At this stage, we could commit and push this up to github to trigger an automated buid, but before we do that let’s just make sure everything works by building it locally. From terminal on your local machine, 3 navigate up to the parent directory that contains your github repo with cd .., and enter the following command (swapping in your repo name):

docker build docker-tut-example 

This will build the docker image from the dockerfile locally. Building locally can let you test more quickly, and without cluttering up your github repo with tons of commits. 4

Step 6. Push to github for automated build

Once the build succeeds, you can commit and push your repo to github and docker hub will begin automatically building your docker image. You can check on its progress in the “Build Details” tab of your docker hub repo.

building progress

Using the automated build feature of dockerhub might seem like a bit of extra work right now, but it is important for security and trust when you share the images.

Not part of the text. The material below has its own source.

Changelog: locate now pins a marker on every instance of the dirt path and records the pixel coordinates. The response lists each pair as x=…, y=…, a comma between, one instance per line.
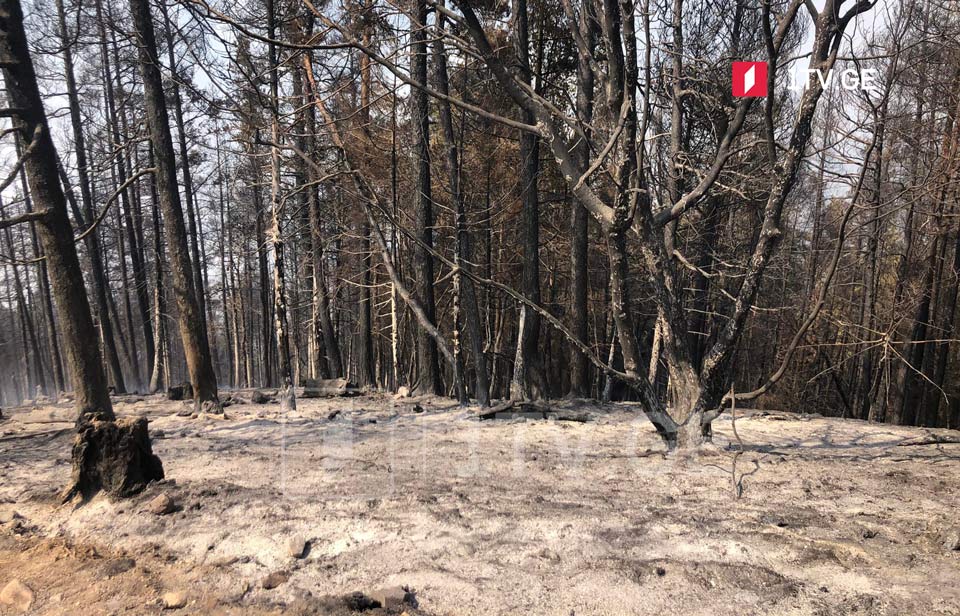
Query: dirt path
x=494, y=517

When you share a docker container that was produced with an automated build, your recipients can check the dockerfile and be sure of its contents.

Step 7. Add version tags

There are lots of different ways you might organize Docker containers to achieve a reproducible workflow. As far as I can see, the simplest would be to maintain a single “personal” image with the libraries you use most. To maintain reproducibility between different projects, you can version this image using tags. Tags let you have multiple version of the same image, as we saw when we used the tidyverse:3.4.3 image in Part 1.

Under this approach, each time you publish a paper or release some work, you would make sure that the docker container was tagged with a version and you would include that with your publication. Something like, “Analyses were conducted using derekpowell/docker-tut-example:0.0.1 docker image.”

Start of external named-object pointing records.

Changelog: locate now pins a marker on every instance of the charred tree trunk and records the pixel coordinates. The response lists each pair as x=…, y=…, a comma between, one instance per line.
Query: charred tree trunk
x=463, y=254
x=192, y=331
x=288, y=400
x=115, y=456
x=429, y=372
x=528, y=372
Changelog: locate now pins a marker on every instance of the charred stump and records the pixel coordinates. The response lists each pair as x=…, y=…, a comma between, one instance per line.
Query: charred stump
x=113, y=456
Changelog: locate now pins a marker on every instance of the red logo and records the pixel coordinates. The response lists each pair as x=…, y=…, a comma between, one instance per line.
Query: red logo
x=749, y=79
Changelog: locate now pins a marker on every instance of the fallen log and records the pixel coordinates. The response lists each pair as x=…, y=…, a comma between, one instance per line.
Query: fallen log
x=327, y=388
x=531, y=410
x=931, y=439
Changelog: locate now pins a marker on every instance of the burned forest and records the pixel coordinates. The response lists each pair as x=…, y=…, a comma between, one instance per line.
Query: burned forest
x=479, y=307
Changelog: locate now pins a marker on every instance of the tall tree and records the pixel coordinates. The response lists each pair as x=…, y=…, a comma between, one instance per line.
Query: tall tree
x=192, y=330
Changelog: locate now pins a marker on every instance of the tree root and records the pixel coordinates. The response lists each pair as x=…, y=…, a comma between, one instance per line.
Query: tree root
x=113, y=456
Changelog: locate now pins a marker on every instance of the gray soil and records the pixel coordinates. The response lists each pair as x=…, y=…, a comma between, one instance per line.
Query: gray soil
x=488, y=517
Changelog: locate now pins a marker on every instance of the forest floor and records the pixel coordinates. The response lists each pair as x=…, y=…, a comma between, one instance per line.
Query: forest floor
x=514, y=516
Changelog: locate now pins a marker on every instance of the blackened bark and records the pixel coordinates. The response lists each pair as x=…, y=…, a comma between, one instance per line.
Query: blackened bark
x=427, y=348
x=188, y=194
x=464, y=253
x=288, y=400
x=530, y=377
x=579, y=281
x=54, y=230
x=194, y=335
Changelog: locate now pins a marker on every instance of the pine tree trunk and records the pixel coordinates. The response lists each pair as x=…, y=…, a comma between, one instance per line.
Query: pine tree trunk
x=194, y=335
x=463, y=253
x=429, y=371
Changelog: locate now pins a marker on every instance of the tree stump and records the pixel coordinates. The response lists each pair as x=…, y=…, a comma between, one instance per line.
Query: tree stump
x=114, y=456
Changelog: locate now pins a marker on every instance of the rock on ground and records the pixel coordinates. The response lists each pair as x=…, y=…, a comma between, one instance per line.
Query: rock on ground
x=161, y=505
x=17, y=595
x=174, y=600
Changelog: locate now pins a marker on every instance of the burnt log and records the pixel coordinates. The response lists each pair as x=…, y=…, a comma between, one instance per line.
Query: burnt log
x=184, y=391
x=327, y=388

To set up your dockerhub repo for tagging, head to the “Build Settings” tab on its page.

build settings

This is the tag configuration area. The first row shows that the “master” branch of the github repo is assigned the “latest” tag. This is a special, default tag. If you run docker build rocker/tidyverse with no specific tag, it will assume that the “latest” version should be used. On the next row, change “Branch” to “Tag” (as shown). Now, when you tag your github repo, that tag will also be reflected on docker. Be sure to click “save changes” when you’re done.

Now, head back to terminal and tag the current version of your repo:

git tag -a 0.0.1 -m "very first version"

This will tag the repo with “0.0.1”. If you don’t like that number scheme, you can use any other you like, or even more descriptive tags, e.g., “dissertation.” Do note, the normal git push command will not push tags. To push all tags, enter:

git push origin --tags

Then head over to dockerhub and check the “Build Details” tab–you should see the version being built. For more on git tags, check out this resource.

Conclusions

In this tutorial we created a simple docker container with a custom R environment. Using the steps covered here, you should be able to make create a docker container with R, Rstudio, and the packages you use most. This will give you a reproducible environment to conduct analyses and a way to share that environment with other researchers.

In Part 3 of this tutorial series, I plan to cover one of the side benefits of using Docker for reproducible research: the ability to run Docker containers remotely on cloud services like AWS and Digital Ocean. I’ll also cover some ways to reduce the (minor) pain points associated with running RStudio from within a container in day-to-day use.

  1. Open terminal, navigate to the directory you’d like it to appear in, and type git clone YOUR_REPO_NAME 2

  2. Add it with ` git add Dockerfile and make a new commit with git commit -m “added dockerfile” . . Finally, push this to github with git push`. 

  3. If your terminal window is still at the prompt in your docker container, you can type exit to exit out (should be familiar if you’ve ever used ssh). 

  4. On a mac, you may need to make sure Docker has been granted sufficient ram. If not, you may get compiler errors. Access the docker app preferences via the menu bar and bump up the ram if this happens.